Al primo posto metto sicuramente il tema della banda larga. Cosa ce ne facciamo di tutta la tecnologia sofisticata prodotta e acquistata in questo paese se perdiamo Pil nella competizione internazionale perché non investiamo nella banda larga? È come stare al buio in un mondo in cui è tutto illuminato. In Italia servono almeno i famosi 800 milioni persi nella penombra dei ministeri per, come minimo, portare l'Adsl a quelle 400.000 aziende che ne sono ancora sprovviste.
■ Altri temi?
Penso che un'altra questione cruciale riguardi la Rai. La televisione pubblica è, ancor oggi, la maggior industria culturale del Paese.

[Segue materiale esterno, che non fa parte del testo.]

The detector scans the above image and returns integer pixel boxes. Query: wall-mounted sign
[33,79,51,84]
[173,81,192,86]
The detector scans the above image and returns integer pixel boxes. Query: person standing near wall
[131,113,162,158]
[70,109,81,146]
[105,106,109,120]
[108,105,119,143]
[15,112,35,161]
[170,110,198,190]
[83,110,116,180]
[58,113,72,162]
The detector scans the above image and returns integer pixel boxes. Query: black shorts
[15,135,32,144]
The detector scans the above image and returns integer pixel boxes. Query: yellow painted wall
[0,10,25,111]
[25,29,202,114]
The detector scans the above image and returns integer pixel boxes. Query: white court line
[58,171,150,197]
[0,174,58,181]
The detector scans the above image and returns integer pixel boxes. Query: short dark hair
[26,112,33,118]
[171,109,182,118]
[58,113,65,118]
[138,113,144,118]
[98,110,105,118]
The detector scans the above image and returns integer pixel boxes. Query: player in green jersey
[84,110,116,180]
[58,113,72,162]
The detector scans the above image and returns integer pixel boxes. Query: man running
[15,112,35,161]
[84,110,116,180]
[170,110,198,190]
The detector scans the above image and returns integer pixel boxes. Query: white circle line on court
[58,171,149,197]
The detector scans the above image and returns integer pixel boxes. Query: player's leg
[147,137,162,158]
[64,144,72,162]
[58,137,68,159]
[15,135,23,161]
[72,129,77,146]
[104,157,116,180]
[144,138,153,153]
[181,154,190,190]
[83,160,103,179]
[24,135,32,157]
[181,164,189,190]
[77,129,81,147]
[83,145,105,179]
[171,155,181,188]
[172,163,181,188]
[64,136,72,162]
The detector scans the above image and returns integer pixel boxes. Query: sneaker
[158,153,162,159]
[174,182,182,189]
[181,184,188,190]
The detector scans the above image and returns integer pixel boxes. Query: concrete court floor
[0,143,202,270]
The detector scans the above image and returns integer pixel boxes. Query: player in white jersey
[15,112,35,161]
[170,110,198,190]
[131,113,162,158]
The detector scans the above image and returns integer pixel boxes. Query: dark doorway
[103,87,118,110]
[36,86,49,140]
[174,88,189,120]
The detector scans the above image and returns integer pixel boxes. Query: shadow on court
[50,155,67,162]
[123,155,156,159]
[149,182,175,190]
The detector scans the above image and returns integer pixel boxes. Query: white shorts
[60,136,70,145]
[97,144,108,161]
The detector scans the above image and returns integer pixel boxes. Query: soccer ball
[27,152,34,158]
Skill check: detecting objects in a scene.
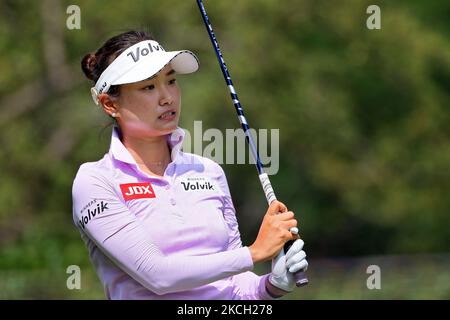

Per rafforzare il suo ruolo di servizio pubblico è necessaria una riforma che le assicuri un nuovo meccanismo di governance e una piena autonomia. Non basta purtroppo fare scelte di vertice professionali e indipendenti per garantirne la sopravvivenza economica e civile. La Rai deve restare pubblica, svincolarsi dalla patologica ingerenza politica e giustificare il canone con una rete senza pubblicità. Va conferita a una fondazione, che sia espressione dell'articolata realtà sociale, culturale, economica e istituzionale del Paese, con l'obiettivo di favorirne la modernizzazione.

■ Pensa che vada gestito lo strapotere di Google, il motore di ricerca che è oggi quasi monopolista?
Vorrei sottolineare, prima di tutto, che non dobbiamo confondere la pubblicità con l'informazione. In questo momento, sul web c'è ancora un po' di commistione e di confusione. Riguardo al monopolio devono, ovviamente, intervenire le autorità competenti. Non va dimenticato, però, che Google, oltre a essere diventato una grande forza di raccolta dei budget pubblicitari, negli Usa fa anche da intermediario per l'acquisto di spazi su altri mezzi: si comprano spazi sulla carta stampata tramite aste online. Quando questo fenomeno arriverà, come è probabile, anche in Italia, sarà un po' destabilizzante.

■ Lei crede che il web stia fagocitando gli altri media?
No, l'esperienza ci insegna che non ci sono media che ne uccidono altri. La trasformazione digitale deve essere uno stimolo per gli altri mezzi, dinanzi ai quali si profila la sfida del meticciato con il web.

■ Un consumatore sempre più esposto a molteplici canali…
Sì, la multicanalità è sicuramente uno degli elementi più evidenti dello scenario attuale. In passato eravamo abituati a un sistema più semplice. I ragazzi di oggi, che appartengono alla generazione dei nativi digitali, nati e cresciuti con la rete, sono un esempio lampante. Navigano sul laptop, intanto chattano con lo smartphone, giocano con il tablet e, magari, hanno la televisione accesa.

■ Quali linguaggi vanno adottati in un orizzonte comunicativo dominato dalla multicanalità?
Il rischio è di non recepire più nulla. Per questo è necessario utilizzare nuovi linguaggi, che permettano di superare la confusione di fondo e di farsi sentire. La narrazione è uno di questi linguaggi: raccontare una storia, costruire una narrazione che colpisca e sia avvincente, mantenga desta l'attenzione.